Other devices were intended to be carried in the pocket, and were probably brought out by the introduction of tobacco and the need of smokers for a convenient light.
Fig. 50. Strike-a-light (Briquet).
(Cat. No 129693, U. S. N. M. Boulogne-sur-mer. France. Collected by Edward Lovett.)
The pocket strike-a-light is still used. The one shown ([fig. 50]) was bought in 1888 by Mr. E. Lovett, at Boulogne-sur-mer. They are still used by the peasants and work-people of France. An old specimen in the Museum of this character is from Lima. The roll of tinder, or “match,” is made of the soft inner bark of a tree.

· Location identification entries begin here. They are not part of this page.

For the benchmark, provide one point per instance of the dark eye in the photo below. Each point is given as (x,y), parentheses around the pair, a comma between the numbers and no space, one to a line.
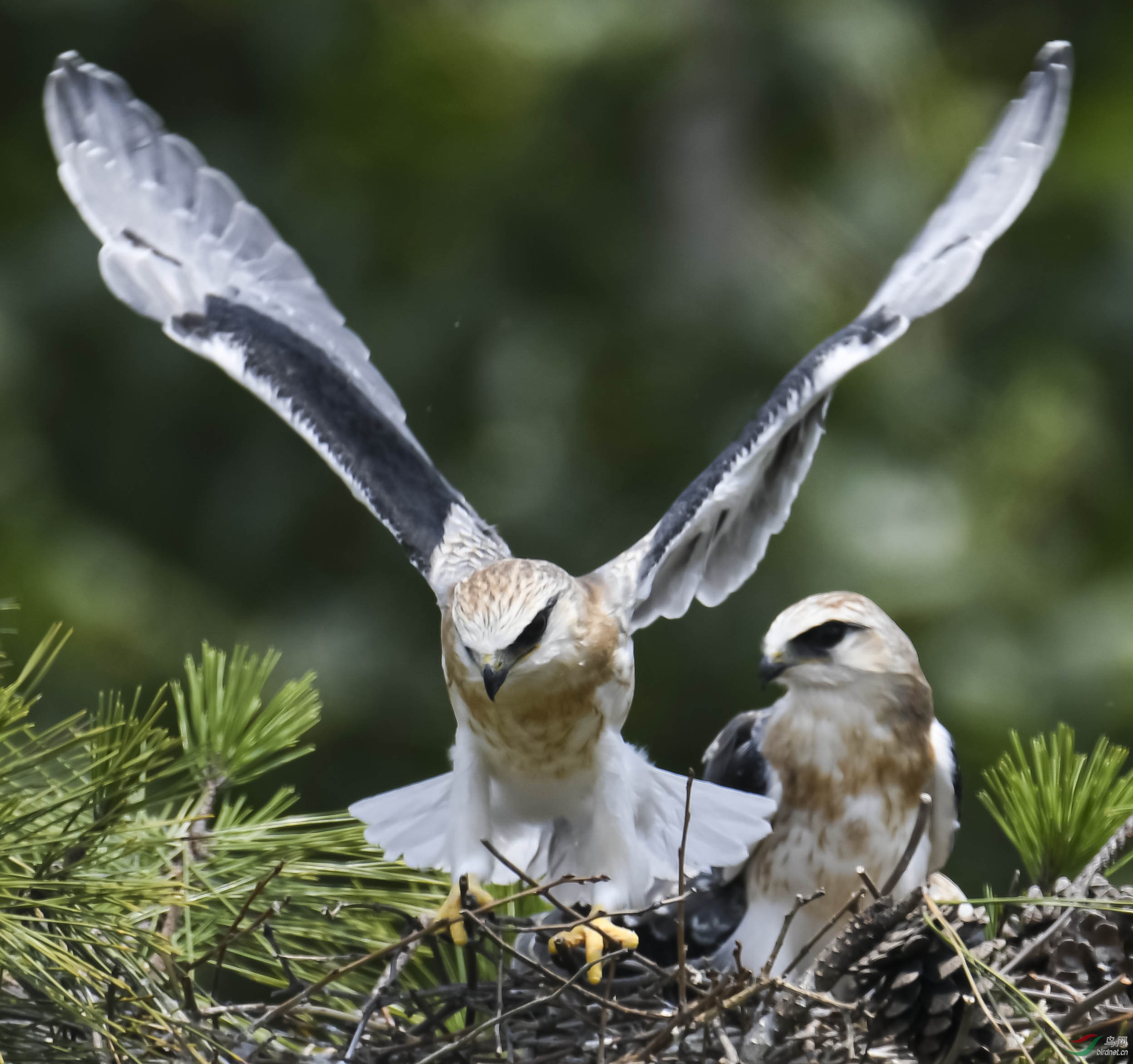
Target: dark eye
(534,631)
(823,637)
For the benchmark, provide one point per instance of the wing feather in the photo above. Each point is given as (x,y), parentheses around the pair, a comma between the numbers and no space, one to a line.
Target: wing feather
(716,533)
(946,798)
(183,246)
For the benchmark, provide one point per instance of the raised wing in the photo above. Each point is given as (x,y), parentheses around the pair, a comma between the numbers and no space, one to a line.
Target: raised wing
(183,246)
(716,533)
(947,796)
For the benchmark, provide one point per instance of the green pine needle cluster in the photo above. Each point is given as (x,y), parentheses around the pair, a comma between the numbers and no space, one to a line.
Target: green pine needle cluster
(1058,806)
(138,887)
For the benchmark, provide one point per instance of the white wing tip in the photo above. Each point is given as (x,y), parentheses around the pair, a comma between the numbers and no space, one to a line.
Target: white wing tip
(1055,54)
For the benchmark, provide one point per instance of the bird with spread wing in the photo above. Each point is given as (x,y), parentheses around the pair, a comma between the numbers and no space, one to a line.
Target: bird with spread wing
(538,665)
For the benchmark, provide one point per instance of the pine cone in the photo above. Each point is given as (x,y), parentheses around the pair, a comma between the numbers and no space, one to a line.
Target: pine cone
(1091,949)
(918,993)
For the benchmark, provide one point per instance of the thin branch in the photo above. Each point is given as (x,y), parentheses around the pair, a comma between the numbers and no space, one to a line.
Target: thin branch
(681,957)
(799,902)
(850,902)
(1103,994)
(869,883)
(922,815)
(385,951)
(471,1036)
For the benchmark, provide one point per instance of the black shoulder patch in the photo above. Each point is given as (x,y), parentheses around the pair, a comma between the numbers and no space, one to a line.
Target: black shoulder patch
(736,759)
(712,914)
(400,484)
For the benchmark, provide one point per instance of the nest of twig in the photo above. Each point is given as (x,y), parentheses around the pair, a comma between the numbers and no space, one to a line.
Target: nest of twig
(908,980)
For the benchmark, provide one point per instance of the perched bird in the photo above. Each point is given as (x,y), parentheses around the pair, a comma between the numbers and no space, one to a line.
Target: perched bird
(846,755)
(538,663)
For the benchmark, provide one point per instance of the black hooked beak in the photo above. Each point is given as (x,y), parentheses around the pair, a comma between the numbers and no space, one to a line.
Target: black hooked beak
(772,668)
(493,680)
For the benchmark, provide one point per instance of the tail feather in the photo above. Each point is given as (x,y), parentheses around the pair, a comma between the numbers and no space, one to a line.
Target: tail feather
(724,824)
(410,823)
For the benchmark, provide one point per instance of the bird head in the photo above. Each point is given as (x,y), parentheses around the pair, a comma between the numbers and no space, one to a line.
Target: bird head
(830,640)
(517,619)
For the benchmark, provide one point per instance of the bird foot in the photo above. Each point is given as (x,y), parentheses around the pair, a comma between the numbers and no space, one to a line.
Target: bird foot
(450,910)
(593,936)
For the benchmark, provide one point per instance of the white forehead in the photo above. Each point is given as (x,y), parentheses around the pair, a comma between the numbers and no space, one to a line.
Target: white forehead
(851,609)
(494,604)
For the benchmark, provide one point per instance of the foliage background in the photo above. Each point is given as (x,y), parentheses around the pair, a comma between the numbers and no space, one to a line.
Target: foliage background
(584,239)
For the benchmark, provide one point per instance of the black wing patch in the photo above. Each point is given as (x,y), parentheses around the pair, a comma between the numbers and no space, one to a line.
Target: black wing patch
(394,480)
(736,757)
(782,404)
(958,784)
(712,914)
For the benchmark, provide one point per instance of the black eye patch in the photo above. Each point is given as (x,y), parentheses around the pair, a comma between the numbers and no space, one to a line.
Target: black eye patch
(534,631)
(818,640)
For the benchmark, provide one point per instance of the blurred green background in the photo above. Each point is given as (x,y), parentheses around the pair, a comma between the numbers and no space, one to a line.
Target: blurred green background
(584,239)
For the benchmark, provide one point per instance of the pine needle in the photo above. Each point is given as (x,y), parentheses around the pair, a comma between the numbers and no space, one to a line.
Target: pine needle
(1058,807)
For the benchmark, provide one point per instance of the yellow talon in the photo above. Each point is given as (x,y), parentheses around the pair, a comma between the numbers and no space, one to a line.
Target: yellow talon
(451,908)
(591,936)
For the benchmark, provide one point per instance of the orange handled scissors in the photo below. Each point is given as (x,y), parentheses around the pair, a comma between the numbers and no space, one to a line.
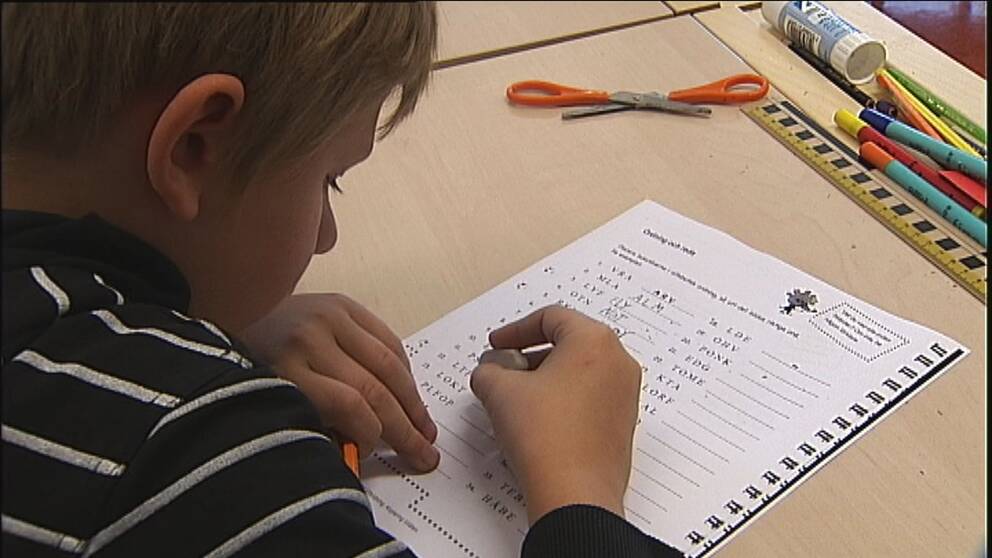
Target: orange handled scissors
(684,101)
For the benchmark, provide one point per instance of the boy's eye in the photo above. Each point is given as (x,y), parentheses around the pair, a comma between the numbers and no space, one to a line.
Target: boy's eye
(332,183)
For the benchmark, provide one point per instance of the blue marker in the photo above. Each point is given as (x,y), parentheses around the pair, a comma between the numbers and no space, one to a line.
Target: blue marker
(948,156)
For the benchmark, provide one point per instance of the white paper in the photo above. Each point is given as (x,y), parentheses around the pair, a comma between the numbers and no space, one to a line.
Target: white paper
(755,374)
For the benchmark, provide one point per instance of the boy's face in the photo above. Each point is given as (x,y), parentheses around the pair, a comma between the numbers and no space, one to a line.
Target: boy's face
(271,229)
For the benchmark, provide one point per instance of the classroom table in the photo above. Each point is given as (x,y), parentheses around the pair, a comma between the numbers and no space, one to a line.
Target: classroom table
(691,6)
(471,190)
(745,31)
(472,30)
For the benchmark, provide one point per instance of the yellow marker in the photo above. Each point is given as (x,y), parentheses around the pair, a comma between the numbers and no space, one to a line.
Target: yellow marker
(949,135)
(849,122)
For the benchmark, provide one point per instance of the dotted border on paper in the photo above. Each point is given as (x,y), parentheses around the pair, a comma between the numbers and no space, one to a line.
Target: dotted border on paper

Among many of our North American tribes the flint and steel superseded the wooden drills as effectually as did the iron points the stone arrow-heads.
Some of these tribes were ripe for the introduction of many modern contrivances. Civilized methods of fire-lighting appealed to them at once. Among the Chukchis, Nordenskiöld says, matches had the honor of being the first of the inventions of the civilized races that have been recognized as superior to their own.[61] It was so among our Indian tribes; the Mandan chief “Four Bears” lighted his pipe by means of a flint and steel taken from his pouch when George Catlin visited him in 1832.[62]
The Otoes (Siouan stock) made use of the flint and steel shown in [fig. 51]. The flint is a chipped piece of gray chert, probably an ancient implement picked up from the surface.
The steel is a very neatly made oval, resembling those of the Albanian strike-a-lights,[63] or the Koordish pattern, ([fig. 54]). Here arises one of the perplexities of modern intercourse, perhaps both of these steels were derived from the same commercial center.
The flint, steel, and tinder were always carried in a pouch, usually suspended from a belt as in specimen No. 8481 from the Assiniboins (Siouan stock) of Dakota. This is a buckskin waist-belt, beaded and fringed, ornamented with bells of tin. It supports a flapped pouch for the flint, etc. The tinder used was fungus.